And I\’ve left a comment there but shall add it here:
“That foreign capital was not used to invest in Boots. It was used to acquire Boots. That is something fundamentally different of course. Investment requires the creation of new assets generating a tangible rate of return.”
Yes, I know that’s the definition you like but I’m afraid that it’s not the standard definition.
“Investment is putting money into something with the hope of profit. More specifically, investment is the commitment of money or capital to the purchase of financial instruments or other assets so as to gain profitable returns in the form of interest, income (dividends), or appreciation (capital gains) of the value of the instrument.”
I’ll stick with the language as it is currently understood if you don’t mind.
Secondly, although I don’t actually use the phrase in that post I am of course pointing to the use of “thin capitalisation” as the source of the reduced corporation tax bill.

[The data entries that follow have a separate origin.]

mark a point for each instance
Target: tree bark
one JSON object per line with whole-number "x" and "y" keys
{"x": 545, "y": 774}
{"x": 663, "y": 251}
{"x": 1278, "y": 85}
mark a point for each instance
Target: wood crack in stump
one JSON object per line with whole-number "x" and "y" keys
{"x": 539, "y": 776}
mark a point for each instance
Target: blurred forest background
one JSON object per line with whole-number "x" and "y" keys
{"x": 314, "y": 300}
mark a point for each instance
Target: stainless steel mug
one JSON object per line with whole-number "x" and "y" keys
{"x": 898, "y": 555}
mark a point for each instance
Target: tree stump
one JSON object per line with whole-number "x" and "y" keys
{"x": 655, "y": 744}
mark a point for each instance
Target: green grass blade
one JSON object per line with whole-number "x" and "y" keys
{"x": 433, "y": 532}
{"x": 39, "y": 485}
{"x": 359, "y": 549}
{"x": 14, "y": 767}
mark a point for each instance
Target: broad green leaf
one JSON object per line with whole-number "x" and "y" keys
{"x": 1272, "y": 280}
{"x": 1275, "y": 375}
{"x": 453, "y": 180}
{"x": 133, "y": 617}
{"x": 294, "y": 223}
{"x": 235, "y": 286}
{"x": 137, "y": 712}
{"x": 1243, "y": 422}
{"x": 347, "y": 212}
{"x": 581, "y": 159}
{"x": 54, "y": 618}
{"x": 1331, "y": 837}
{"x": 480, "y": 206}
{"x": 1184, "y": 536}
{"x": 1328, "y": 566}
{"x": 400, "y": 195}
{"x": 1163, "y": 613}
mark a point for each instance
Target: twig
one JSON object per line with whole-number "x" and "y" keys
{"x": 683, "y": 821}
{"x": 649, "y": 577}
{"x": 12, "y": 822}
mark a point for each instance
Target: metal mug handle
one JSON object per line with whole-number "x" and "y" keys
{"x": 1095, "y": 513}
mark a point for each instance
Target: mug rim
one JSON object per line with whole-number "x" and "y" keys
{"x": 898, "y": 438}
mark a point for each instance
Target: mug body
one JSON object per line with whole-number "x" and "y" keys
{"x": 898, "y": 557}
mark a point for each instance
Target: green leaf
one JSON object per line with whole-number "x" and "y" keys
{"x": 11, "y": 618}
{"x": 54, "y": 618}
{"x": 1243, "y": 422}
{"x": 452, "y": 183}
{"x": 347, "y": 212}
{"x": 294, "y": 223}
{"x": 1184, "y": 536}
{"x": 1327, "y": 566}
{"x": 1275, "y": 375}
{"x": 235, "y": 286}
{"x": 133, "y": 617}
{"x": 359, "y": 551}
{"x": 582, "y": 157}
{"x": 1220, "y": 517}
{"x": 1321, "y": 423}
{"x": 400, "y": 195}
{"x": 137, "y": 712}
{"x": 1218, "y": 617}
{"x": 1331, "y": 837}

Not the move to Switzerland, but the loading up with debt.
“The Mail looks at the case of Alliance Boots, which was bought up by a private equity firm in 2008 and shifted (at least its legal base) to a nondescript building, 94 Baarerstrasse in Zug, Switzerland. A company which had a tax bill of £89 million in the last year it was quoted on the stock exchange cut its tax bill to a tenth of that amount now – even though sales and trading profits have consistently grown. The trick it used was an abusive transfer pricing trick known as ‘thin capitalisation.’ It’s a horrible name, but the Mail explains it very simply, and very clearly.
As part of the takeover, Alliance Boots borrowed almost £9billion from various banks. That debt incurs interest, and interest payments can be offset against profits when calculating the company’s taxable income. A higher interest bill means lower profits — and less tax to pay.”
I’m using your own organisation as my source.
It comes to something when quoting the Great Man\’s own organisation means that I am \”so clearly wrong\”.
And Richard has responded!
That’s as lame as your original post
a) Your definition of investment is unrelated to tax – I sued a tax definition
b) Sure TJN can say thin capitalisation – which is widely acknowledged as tax abuse. But that’s avoidance which can legitimately be protested against – but you argue otherwise
You are, as usual, way out of your depth – and offered gratuitous abuse as a result aimed at those who clearly know a lot more than you
That was my point and you have proved it for me
Please don’t bother to comment again – my usual policy of blocking your comments precisely because of that abuse you promote will apply
I guess I should ask those who know more than I do then: is that the definition of investment in tax? Is thin capitalisation widely acknowledged as tax abuse? (GM traded for a number of years with a negative equity didn\’t it? Is that tax abuse? What about commercial or rental property where only a 10-20% deposit is used?) And isn\’t it just great that I\’m banned from commenting further on a post which is actually about me?